Believe it or not, Halloween may be the unofficial kickoff to the holiday season. Trick-or-treating with your kids may test your ability to refrain from popping an endless stream of mini Snickers or Milky Ways into your mouth. Even worse is the next day—when the kids head back to school and leave huge bags of unattended candy lying around the house—temptation may seem endless. And before you even have a chance to toss your rotting jack-o-lanterns into the trash, it’s suddenly time to start thinking about turkey dinner and all the sinful accoutrements it entails.
Rather than planning on starting a healthy diet on January 1, why not strategize to keep your weight and overall well-being in check all the way through the carnival that is Thanksgiving, Christmas, and New Year’s Eve?
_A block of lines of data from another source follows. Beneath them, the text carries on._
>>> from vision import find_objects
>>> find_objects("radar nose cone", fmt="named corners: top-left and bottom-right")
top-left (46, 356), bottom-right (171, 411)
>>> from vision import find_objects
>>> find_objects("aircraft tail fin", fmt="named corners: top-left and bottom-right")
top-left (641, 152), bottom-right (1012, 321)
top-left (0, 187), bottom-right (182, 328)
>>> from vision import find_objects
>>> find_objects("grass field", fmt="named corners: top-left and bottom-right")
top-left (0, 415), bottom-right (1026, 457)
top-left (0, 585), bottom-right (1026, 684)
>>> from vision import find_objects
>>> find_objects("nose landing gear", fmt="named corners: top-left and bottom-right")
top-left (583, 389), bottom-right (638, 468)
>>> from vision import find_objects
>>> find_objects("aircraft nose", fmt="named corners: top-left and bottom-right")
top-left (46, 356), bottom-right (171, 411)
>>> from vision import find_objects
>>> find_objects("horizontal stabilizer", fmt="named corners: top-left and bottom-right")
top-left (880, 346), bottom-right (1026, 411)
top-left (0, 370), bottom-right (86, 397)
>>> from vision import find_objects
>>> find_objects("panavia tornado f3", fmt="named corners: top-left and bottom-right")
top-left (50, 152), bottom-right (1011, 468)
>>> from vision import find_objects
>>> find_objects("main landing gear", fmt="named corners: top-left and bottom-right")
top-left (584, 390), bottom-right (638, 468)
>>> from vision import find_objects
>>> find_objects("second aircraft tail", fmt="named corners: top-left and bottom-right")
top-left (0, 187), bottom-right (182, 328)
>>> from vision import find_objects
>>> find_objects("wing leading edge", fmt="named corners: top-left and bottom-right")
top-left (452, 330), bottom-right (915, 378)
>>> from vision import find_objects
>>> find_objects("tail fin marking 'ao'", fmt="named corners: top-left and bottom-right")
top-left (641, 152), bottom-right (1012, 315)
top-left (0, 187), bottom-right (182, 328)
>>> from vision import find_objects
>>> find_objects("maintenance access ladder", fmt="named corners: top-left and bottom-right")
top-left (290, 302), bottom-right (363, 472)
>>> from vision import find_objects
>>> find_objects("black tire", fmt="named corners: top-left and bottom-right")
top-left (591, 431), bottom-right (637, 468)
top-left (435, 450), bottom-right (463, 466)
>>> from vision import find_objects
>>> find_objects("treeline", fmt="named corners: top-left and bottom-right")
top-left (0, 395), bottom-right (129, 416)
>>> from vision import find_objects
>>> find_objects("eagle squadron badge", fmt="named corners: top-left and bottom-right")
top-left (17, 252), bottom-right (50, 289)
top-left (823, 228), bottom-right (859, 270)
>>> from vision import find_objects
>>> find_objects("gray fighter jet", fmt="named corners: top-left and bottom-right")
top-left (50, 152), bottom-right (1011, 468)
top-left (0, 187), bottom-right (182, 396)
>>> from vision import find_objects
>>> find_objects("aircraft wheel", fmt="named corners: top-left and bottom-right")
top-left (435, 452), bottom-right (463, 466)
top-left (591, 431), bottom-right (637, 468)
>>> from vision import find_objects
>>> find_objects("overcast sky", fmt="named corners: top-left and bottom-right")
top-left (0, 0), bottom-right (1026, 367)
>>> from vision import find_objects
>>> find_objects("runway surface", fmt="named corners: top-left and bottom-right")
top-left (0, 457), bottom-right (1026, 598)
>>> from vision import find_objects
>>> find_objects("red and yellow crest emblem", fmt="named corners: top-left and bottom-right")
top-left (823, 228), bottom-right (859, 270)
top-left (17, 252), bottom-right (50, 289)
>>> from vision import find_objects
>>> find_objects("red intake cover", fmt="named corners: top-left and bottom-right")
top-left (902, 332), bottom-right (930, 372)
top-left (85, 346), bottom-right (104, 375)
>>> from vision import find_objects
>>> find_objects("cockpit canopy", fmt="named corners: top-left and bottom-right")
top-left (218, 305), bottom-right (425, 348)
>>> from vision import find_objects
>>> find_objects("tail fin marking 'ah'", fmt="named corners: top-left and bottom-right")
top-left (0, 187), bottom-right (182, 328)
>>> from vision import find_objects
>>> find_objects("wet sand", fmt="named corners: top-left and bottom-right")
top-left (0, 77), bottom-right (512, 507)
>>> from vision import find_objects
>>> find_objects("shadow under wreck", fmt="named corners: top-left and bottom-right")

Here are some tactics to employ to try to maintain your weight and stay healthy, while at the same time allowing for some indulgences and enjoying all the merriment of the season.
- Go for Protein at Parties
“Sugar and other refined carbs are the number one reason people gain weight over the holidays,” according to Dr. Jim LaValle, nationally recognized clinical pharmacist, author, and board certified nutritionist. He suggests eating high protein dishes at parties, whenever possible. Items like shrimp, meatballs, deviled eggs, or beef are all better for your waistline than cookies, chips and dips, or foods accompanied by heavy cream sauces. Still, feel free to grab a fried dumpling or homemade doughnut to satisfy you cravings, but afterwards try to stick to the healthier options, like crudités.
- Don’t Skip Meals
Starving yourself all day long so you can indulge in high calorie snacks at a party is bound to backfire. You might end up so ravenous when you arrive that it will be even more difficult not to go crazy scarfing down all sorts of fattening and delicious treats. Don’t skip breakfast and lunch—just choose normal, healthy foods that will leave you satisfied, but not stuffed. Nosh on snacks throughout the day like nuts, dried fruits, yogurt, or raw vegetables. And arrive ready to enjoy yourself. Have a cocktail and some yummy food, without going overboard.
- Pace Yourself
This might be the most important item on this list. Everyone knows that a night of over-indulging on alcohol, not to mention, fatty, rich, carb-laden foods is bound to leave you feeling less than chipper in the morning. Not only will you be tired and dehydrated, but that next day can turn into another minefield of eating pitfalls. (Read: you’ll still crave grease and carbs if you’re hungover and bloated.) Alternating an alcoholic beverage with a sparkling water is one strategy. Another is to set the alarm on your iPhone to ring about an hour before you want to turn into a pumpkin and head home. As soon as that alarm rings, switch completely over to water and stop eating. Giving your body an hour or two to digest before bed can help you feel better the next morning. Also, there’s almost nothing like Alka-Seltzer in an ice-cold glass of water the day after to perk you up. Drinking plenty of water the day of the party and the day after will also help you maintain some equilibrium. With all the many occasions to celebrate from November until January, following some of these tips is bound to help you come out on the other end of the holidays feeling good, or at least normal.
- Exercise Each Day
It can be hard to squeeze in your regular workout routine during the holiday season. It may be because you are traveling away from home, or perhaps you are hosting and all the shopping, decorating, and meal preparation is taking up oodles of your free time. Regardless of where you are or what you are doing, try to squeeze in a brisk walk every day. Minimal equipment is needed for a walk (just some sneakers and comfortable clothing) and it can be done almost anywhere. If you’re visiting with friends and family, it can also be a great group activity or a way to reconnect with someone you don’t always have a chance to see during the year. Even if walking isn’t as intense as your normal workouts, you’ll certainly feel better than if you spend the day sitting around.
- Bring Your Own Dish
Whether you attend a friend’s cocktail party or a family holiday dinner, bringing your own side or appetizer will help ensure there is at least one healthy option for you to enjoy throughout the evening. Often, foods that seem uber-fattening in restaurants can be prepared at home in a way that is lower in fat and calories, and still taste quite good. It’s always smart to have a few of these types of recipes up your sleeve, so you can roll them out when needed. Even better, if you make something delicious that is also nutritious, you will impress everyone in attendance.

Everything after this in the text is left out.